By BRENT SHRUM Western News Editor

The U.S. Supreme Court has refused to hear an appeal by W.R. Grace on lower court rulings holding the company liable for asbestos cleanup costs in the Libby area.

In 2003, a federal judge in Missoula sided with the Environmental Protection Agency and ordered Grace to pay $54.5 million for costs incurred through 2001 on cleanup of asbestos contamination associated with the company's defunct vermiculite mine. Grace took the case to the Ninth Circuit Court of Appeals, which upheld the district court's decision. Grace then went to the Supreme Court, which on Tuesday rejected the appeal.

"The decision was good for us," said local EPA project manager Paul Peronard. He added, however, "It doesn't mean there's money in the bank."
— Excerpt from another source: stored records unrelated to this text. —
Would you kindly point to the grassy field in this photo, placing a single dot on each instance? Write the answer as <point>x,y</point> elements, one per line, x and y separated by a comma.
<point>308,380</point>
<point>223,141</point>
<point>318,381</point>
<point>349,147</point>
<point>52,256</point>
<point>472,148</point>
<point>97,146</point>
The money is "basically going nowhere" until issues involving Grace's bankruptcy can be resolved, Peronard said.

"Even though we have a judgment, we have to go to the bankruptcy court and ask that that be liquidated," he explained.

In addition to the $54.5 million tallied from the start of EPA's involvement in late 1999 through the end of 2001, Grace was held liable by the federal courts for ongoing expenses for the cleanup. The company has a limited ability to contest those costs as calculated by the EPA.

To date, the agency's direct costs for the Libby cleanup are "in the neighborhood of $120 million," Peronard said.

Grace could choose to enter into an out-of-court settlement on the additional cleanup costs, Peronard said. Unlike the court judgment, which is required to be repaid to the federal Superfund budget, such a settlement could earmark funds for specific projects. That could lead to various local, regional and national interests vying for a cut, Peronard said.

"You'll see competing packs of wolves circling around this money," he said.

The EPA may also have to choose whether to go through the bankruptcy court and accept a portion of the money now or wait until Grace's reorganization is complete and receive the full amount, Peronard said. How long that might take is unknown.

"I've got absolutely no idea when and how this company will come out of bankruptcy," Peronard said.